Eleventh Circuit Court of Appeals - Published Opinions
Friday, October 09, 2015
Johnson: Upward variance justified by prior robberies
In U.S. v. Johnson, No. 14-13874 (Oct. 5, 2015), the Court affirmed the 102-month sentence of a defendant convicted of bank robbery.
The Court affirmed the imposition of a six-level Guideline enhancement pursuant to U.S.S.G. § 2B3.1(b)(2)(B) for a firearm having been “otherwise used” during the robbery, instead of just a five-level enhancement for “brandishing” the firearm. After brandishing the pistol at the tellers, Johnson pointed the pistol at the tellers and demanded money without dye packs. Shortly thereafter, upon receiving the money and discovering that the tellers did include dye packs, Johnson stated: “I said I will kill you.” Therefore, Johnson’s use of the firearm to both implicitly and explicitly threaten the tellers amounted to “otherwise use[]” of the firearm.

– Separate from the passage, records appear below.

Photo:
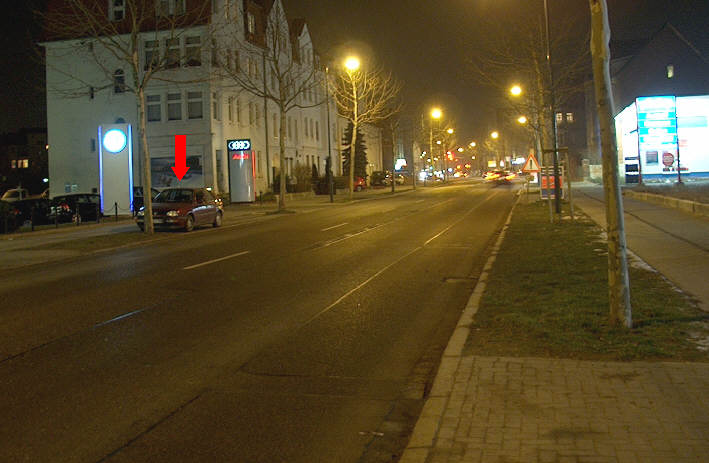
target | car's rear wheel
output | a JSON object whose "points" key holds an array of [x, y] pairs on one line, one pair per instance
{"points": [[189, 223]]}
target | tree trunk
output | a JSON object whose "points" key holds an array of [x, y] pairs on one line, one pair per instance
{"points": [[618, 282], [282, 158], [147, 181]]}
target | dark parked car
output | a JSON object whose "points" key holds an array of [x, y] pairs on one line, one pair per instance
{"points": [[36, 210], [75, 206], [184, 208], [139, 199]]}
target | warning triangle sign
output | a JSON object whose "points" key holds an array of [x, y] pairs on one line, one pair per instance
{"points": [[531, 165]]}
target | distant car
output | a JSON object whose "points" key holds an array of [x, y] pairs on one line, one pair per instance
{"points": [[139, 199], [75, 207], [15, 194], [359, 184], [184, 208], [36, 210]]}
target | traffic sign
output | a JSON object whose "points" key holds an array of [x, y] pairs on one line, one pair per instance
{"points": [[531, 165], [668, 159]]}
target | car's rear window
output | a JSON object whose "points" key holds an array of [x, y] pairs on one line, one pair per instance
{"points": [[174, 196]]}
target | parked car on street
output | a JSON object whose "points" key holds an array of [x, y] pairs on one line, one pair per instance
{"points": [[15, 194], [184, 208], [75, 206], [139, 199]]}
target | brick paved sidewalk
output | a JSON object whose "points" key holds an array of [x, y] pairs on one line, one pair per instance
{"points": [[498, 409]]}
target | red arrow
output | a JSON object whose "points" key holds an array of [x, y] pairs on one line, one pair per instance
{"points": [[180, 168]]}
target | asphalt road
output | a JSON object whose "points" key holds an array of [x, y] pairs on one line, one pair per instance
{"points": [[307, 337]]}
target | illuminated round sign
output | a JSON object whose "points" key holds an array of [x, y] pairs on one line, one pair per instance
{"points": [[239, 145], [114, 141]]}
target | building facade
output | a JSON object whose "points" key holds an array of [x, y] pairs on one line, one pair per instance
{"points": [[194, 94]]}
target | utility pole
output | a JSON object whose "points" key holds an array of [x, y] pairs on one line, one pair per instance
{"points": [[618, 281], [555, 154]]}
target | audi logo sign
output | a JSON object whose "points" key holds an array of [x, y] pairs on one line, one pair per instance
{"points": [[239, 145]]}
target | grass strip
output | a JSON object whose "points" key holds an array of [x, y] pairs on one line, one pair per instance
{"points": [[547, 296]]}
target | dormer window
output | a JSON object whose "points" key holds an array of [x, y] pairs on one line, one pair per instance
{"points": [[116, 10]]}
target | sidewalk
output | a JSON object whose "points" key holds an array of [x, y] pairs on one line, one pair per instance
{"points": [[504, 409]]}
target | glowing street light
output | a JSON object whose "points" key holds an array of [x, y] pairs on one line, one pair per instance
{"points": [[352, 64]]}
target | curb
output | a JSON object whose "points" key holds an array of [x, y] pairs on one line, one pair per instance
{"points": [[692, 207], [427, 426]]}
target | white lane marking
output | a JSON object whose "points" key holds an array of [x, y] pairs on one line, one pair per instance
{"points": [[335, 226], [120, 317], [215, 260], [348, 293], [459, 220]]}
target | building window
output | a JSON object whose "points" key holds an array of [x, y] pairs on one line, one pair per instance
{"points": [[193, 51], [215, 106], [250, 23], [152, 53], [119, 81], [174, 106], [172, 53], [170, 7], [117, 10], [154, 108], [194, 105]]}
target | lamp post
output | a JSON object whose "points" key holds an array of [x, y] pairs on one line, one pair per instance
{"points": [[555, 157], [435, 115]]}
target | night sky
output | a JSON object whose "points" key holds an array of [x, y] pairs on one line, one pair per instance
{"points": [[425, 43]]}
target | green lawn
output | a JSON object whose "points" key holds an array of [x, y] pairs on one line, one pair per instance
{"points": [[547, 296]]}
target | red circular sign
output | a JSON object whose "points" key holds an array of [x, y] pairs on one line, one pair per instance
{"points": [[668, 159]]}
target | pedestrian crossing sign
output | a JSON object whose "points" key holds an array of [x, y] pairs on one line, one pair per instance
{"points": [[531, 165]]}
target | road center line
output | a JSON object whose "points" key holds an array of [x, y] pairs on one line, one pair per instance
{"points": [[215, 260], [459, 220], [334, 226], [348, 293]]}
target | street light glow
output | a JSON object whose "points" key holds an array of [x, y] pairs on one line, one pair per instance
{"points": [[352, 63]]}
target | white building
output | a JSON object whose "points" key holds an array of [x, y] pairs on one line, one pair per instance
{"points": [[88, 87]]}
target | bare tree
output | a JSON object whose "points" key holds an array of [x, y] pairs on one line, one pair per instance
{"points": [[618, 281], [364, 96], [117, 36], [511, 49], [288, 80]]}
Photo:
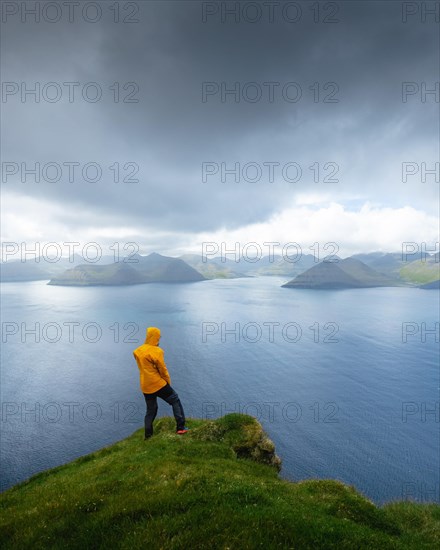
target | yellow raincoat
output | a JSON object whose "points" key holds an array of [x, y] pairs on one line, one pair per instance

The Court also rejected a substantive reasonableness challenge to the upward variance from a Guideline range of 70-87 months to a sentence of 102 months. The district court reasonably found that the advisory guidelines range understated the seriousness of Johnson’s recent criminal history, which included participation in a string of eight armed robberies in a 14-month period, in which victims were held at gunpoint and feared for their lives. Johnson participated in these robberies within a couple of years of his release from federal prison on a 71-month sentence. Although Johnson was not convicted of these robberies, the district court was free to consider them under 18 U.S.C. § 3661.